“Emek Bizim Söz Bizim” Eylem Süreci Kapsamındaki İl Ziyaretleri Aydın, İzmir, Manisa, Balıkesir ve Bursa’da Devam Etti

Haberler

ürk Tabipleri Birliği’nin (TTB) hekimlerin/sağlık emekçilerinin hak kayıplarının ve şiddetin son bulması amacıyla başlattığı eylem sürecinin ilk etabı kapsamında yaptığı il ziyaretleri ve hekimler/sağlık emekçileri ile buluşmalar Aydın, İzmir, Manisa, Balıkesir ve Bursa’da devam etti.

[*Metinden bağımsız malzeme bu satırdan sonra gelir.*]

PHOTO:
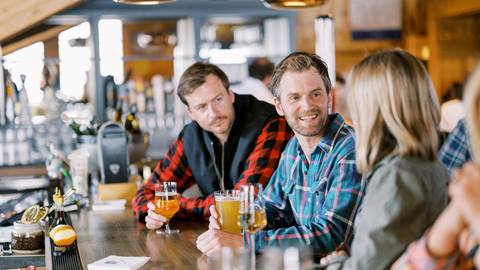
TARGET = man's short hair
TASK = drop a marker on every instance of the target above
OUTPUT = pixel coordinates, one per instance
(298, 62)
(260, 68)
(196, 75)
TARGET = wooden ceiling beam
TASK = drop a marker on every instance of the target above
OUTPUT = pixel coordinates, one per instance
(449, 8)
(42, 36)
(20, 15)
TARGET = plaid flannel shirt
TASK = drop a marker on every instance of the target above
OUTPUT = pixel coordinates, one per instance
(260, 165)
(314, 203)
(418, 257)
(456, 149)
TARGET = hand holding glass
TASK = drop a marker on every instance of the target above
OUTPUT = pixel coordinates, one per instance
(166, 204)
(227, 204)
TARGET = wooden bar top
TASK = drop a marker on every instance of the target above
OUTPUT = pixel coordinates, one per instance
(100, 234)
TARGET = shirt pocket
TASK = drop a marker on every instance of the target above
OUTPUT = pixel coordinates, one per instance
(318, 197)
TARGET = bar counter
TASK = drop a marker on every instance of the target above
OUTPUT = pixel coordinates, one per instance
(100, 234)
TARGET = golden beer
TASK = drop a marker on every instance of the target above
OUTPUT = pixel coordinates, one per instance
(228, 205)
(258, 222)
(166, 206)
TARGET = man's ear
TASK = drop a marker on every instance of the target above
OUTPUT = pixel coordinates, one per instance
(231, 95)
(190, 114)
(278, 106)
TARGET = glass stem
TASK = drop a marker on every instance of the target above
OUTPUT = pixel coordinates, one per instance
(167, 228)
(245, 242)
(252, 250)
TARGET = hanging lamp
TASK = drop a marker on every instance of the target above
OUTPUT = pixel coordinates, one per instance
(292, 4)
(144, 2)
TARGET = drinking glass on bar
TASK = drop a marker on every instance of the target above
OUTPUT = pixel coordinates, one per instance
(227, 204)
(252, 215)
(166, 204)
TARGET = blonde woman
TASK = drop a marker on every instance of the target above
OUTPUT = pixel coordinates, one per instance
(452, 242)
(395, 114)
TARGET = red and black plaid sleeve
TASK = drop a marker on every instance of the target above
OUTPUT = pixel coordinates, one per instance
(263, 160)
(174, 168)
(260, 165)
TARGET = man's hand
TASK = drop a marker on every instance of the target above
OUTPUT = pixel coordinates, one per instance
(213, 240)
(213, 218)
(154, 220)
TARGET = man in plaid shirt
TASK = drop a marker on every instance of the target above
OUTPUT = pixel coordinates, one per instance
(315, 192)
(456, 150)
(233, 140)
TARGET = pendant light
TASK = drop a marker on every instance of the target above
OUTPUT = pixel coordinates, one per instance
(292, 4)
(144, 2)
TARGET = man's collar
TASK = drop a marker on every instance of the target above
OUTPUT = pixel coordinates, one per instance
(334, 123)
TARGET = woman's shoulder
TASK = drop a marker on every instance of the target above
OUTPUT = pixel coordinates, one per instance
(411, 172)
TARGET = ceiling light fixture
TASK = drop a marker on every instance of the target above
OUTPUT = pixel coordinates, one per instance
(292, 4)
(144, 2)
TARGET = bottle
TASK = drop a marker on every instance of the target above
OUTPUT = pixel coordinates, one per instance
(59, 218)
(117, 115)
(131, 122)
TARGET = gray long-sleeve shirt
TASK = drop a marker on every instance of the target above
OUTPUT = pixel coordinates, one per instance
(404, 197)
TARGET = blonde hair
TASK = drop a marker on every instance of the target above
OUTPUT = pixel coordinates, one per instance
(472, 106)
(394, 108)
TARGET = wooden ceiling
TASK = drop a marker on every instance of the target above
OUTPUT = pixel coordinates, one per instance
(21, 15)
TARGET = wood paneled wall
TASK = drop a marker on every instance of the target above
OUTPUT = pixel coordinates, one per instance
(149, 62)
(446, 30)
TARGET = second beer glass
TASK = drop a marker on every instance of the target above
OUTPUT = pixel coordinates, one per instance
(166, 204)
(227, 204)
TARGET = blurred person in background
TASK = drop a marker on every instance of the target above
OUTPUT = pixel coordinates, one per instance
(452, 108)
(340, 99)
(396, 151)
(256, 84)
(232, 140)
(452, 242)
(456, 150)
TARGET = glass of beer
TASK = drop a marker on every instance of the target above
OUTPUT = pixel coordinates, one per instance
(227, 204)
(252, 216)
(166, 204)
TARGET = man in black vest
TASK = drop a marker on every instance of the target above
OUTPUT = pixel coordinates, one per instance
(233, 140)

TTB Merkez Konseyi Başkanı Dr. Şebnem Korur Fincancı ve Merkez Konseyi üyesi Dr. Adalet Çıbık’ın olduğu heyette SES, Hekim Sen ve Hekim Birliği temsilcileri de yer aldı. Nazilli Devlet Hastanesi, Aydın Devlet Hastanesi, Adnan Menderes Üniversitesi Tıp Fakültesi Hastanesi ve Atatürk Devlet Hastanesi’ndeki buluşmaların ardından aile sağlığı merkezlerindeki hekimler/sağlık emekçileri ziyaret edildi. Gün sonunda ise Aydın Tabip Odası’nda bir toplantı yapıldı.

TT Merkez Konseyi üyeleri ile SES, Hekim Sen ve Hekim Birliği temsilcilerinin yer aldığı heyetler, hastaneler ve aile sağlığı merkezlerindeki hekimleri/sağlık emekçilerini ziyaret ederek hekimlerin/sağlık emekçilerinin sorunları üzerinde görüş alışverişinde bulundu. Ziyaretler kapsamında ayrıca asistan hekimlerle akşam nöbeti buluşmaları da gerçekleştirildi.

Buluşmalarda Sağlıkta Dönüşüm Programı ile süregelen piyasalaştırma politikaları, çoklu kriz ortamında artan hak kayıpları, iktidar eliyle hekimlik mesleğinin itibarsızlaştırılması, yaygınlaşan gelecek kaygısı ve tırmandırılan sağlıkta şiddet gibi sağlık ortamının karşı karşıya olduğu sorunlar ve çözüm önerileri üzerine değerlendirmeler yapıldı.

TTB Neden Yola Çıktı?

TTB, artan hak kayıplarına ve tırmanan sağlıkta şiddete karşı eylem sürecini ortaklaştırmak amacıyla sağlık emek-meslek örgütleriyle yapılan bir dizi toplantının ardından il ziyaretlerine başladı. Ziyaretler kapsamında hekimler/sağlık emekçileri ile çalıştıkları kurumlarda bir araya geliniyor, sağlık kurumlarında ve tabip odalarında değerlendirme toplantıları düzenleniyor.

TTB bu eylem süreci ile; hak kayıplarının, güvencesizliğin ve geleceksizliğin hekimlerin/sağlık emekçilerinin kaygılarını artırdığı ve hekim göçünü tırmandırdığı bir dönemde mesleğin itibarsızlaşmasına ve şiddetin tırmanmasına yol açan her türlü ekonomik ve özlük hak kaybının önüne geçmeyi amaçlıyor.